I'm looking to pickup my next chess book, and I'm looking in particular at my opening play. I already have a fairly conscise book on openings, but it mostly walks you through the most popular main lines.

What I am looking for is something that will teach principals, not memorization (or dependancy on the book, which keeps being the case for me). I want underlying concepts of a good opening, questions to ask myself to evaluate the situation, what this series of moves sets up for later, etc.

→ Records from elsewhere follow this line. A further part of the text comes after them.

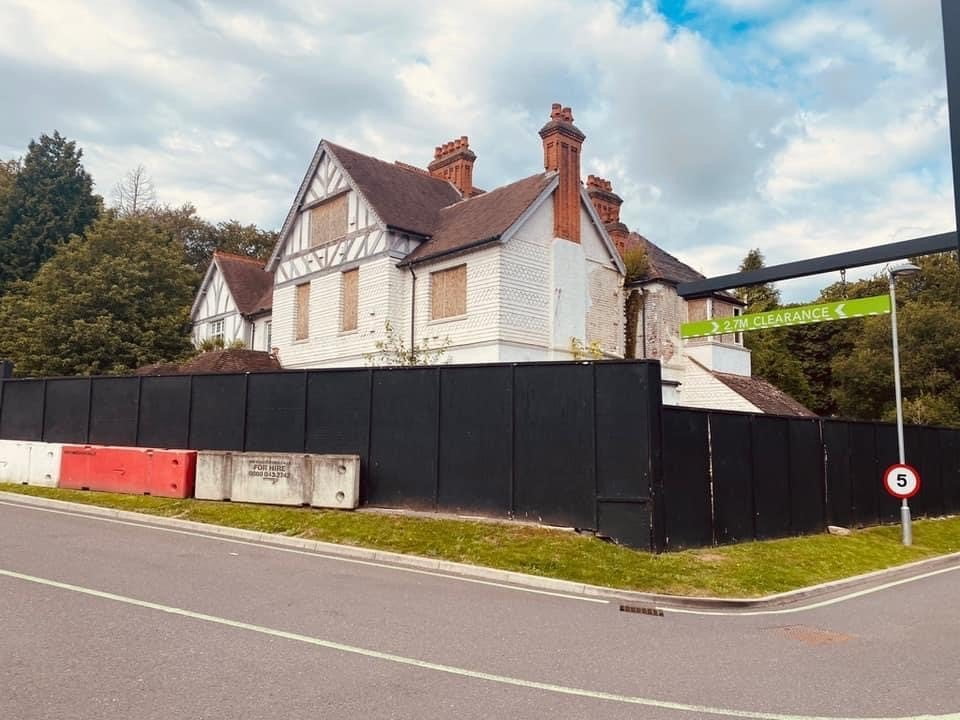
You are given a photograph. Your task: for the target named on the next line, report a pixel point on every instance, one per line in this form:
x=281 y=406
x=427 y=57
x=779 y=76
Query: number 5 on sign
x=901 y=481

I've heard that Seirawan's Winning Chess Openings is good, and it seems to be in this vein, but I've only read the sample chapter on amazon so far. Does it handle these concepts and principles, or just walk through games by ECO codes like most books? Is there a better one to look at that you have benefitted from, knowing what I'm looking for?

Thanks!

Avatar of Crazychessplaya

The book below is very old, but pretty good at explaining the opening principles. The author was one of the world's best players in the 1930s.

Avatar of psyberduck

I hear mixed reviews on that one, and I get the impression it's at a higher level than I am. Most of the negatives seem to be because it's too advanced for the people who don't like it, but the people that love it tend to be higher level players, it seems. I'm about a 1200-1300 level player right now. Would you think it's accessible to me? I'm picking my way through Silman's How To Reassess Your Chess at present, and it's probably a little above me, but I can grok it.

Avatar of pfren

IMO this is the best complete training course for new players available ATM. It has only the things that are necessary about openings at that level, no more or less.

http://www.amazon.com/Build-your-Chess-Artur-Yusupov/dp/1906552010

You can use that in parallel with the great book by Michael Stean "Simple Chess",

http://www.amazon.com/Simple-Chess-Algebraic-Edition-Dover/dp/0486424200

and of course a book with analysed Capablanca games.